About ten years ago, I embarked on a journey to write the story of my mother’s wartime experience when she worked as a civilian in the Office of War Information (OWI). I had many letters – maybe 65 or so – she had written home in 1944 and 1945, saved by my grandparents for some reason.

My mother – Alberta Conway Jones (early 1950s) – Source: Family Photos

When my grandparents sold their brownstone in Brooklyn way back in the late 1960’s, my mother took all those saved WW2 letters to our house and promptly stored them in our attic for thirty-five years. When we sold our parent’s house thirty years later, I took those loosely tethered letters to my home and finally had a chance to look through them carefully.

As I went through them, I knew there was a story to tell. The challenge was where to start and how to approach these large moments in history: World War Two, Propaganda, living in London during the Buzz Bomb era, moving to Paris and trying to educate the French about America, love interests, family back home and so much more.
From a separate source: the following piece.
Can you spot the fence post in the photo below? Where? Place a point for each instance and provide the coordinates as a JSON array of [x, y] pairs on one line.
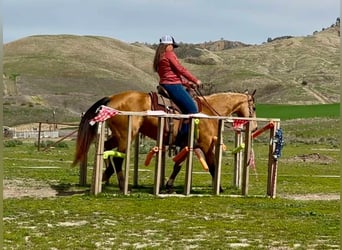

On top of all that, my mother had spent a year in France as a junior in college at the Sorbonne. There was another whole set of letters saved from that year as well. During her year in Paris, she had become fluent in French, had adopted a French woman’s sense of style and generally absorbed a deep love of all things Francais. Case in point: my name, Marianne, is the namesake for Liberte, the well-known female embodiment of France.

In 2014, I began attending writing classes to help me sharpen my focus on writing this particular story. My original intent was to write a straight epistolary recap of my mother’s time at OWI. But I craved some latitude as only writing about her war work was not compelling enough for me. Hence, the fictionalization of her OWI experience became my greatest undertaking. It has freed me to expand storylines beyond their actuality and create events and people that make a book come together.

Writing history as if you are living in the moment was a challenge I readily took on, as any style of writing has always appealed to me. I’ve also loved history as well. Even with all that energy, it has taken time to coalesce my writing and research capabilities, a process I have enjoyed immensely. Trips to the Library of Congress to listen to the radio recordings and the National Archives in College Park, Maryland to look at the millions of cubic feet of OWI records that are available (I barely made a dent in all that, but still), were incredibly enlightening.

Travels to London and Paris to retrace my mother’s footsteps enabled me to write about the places she had lived, worked and had fun. It is a journey I have loved, and I look forward to sharing it with all of you.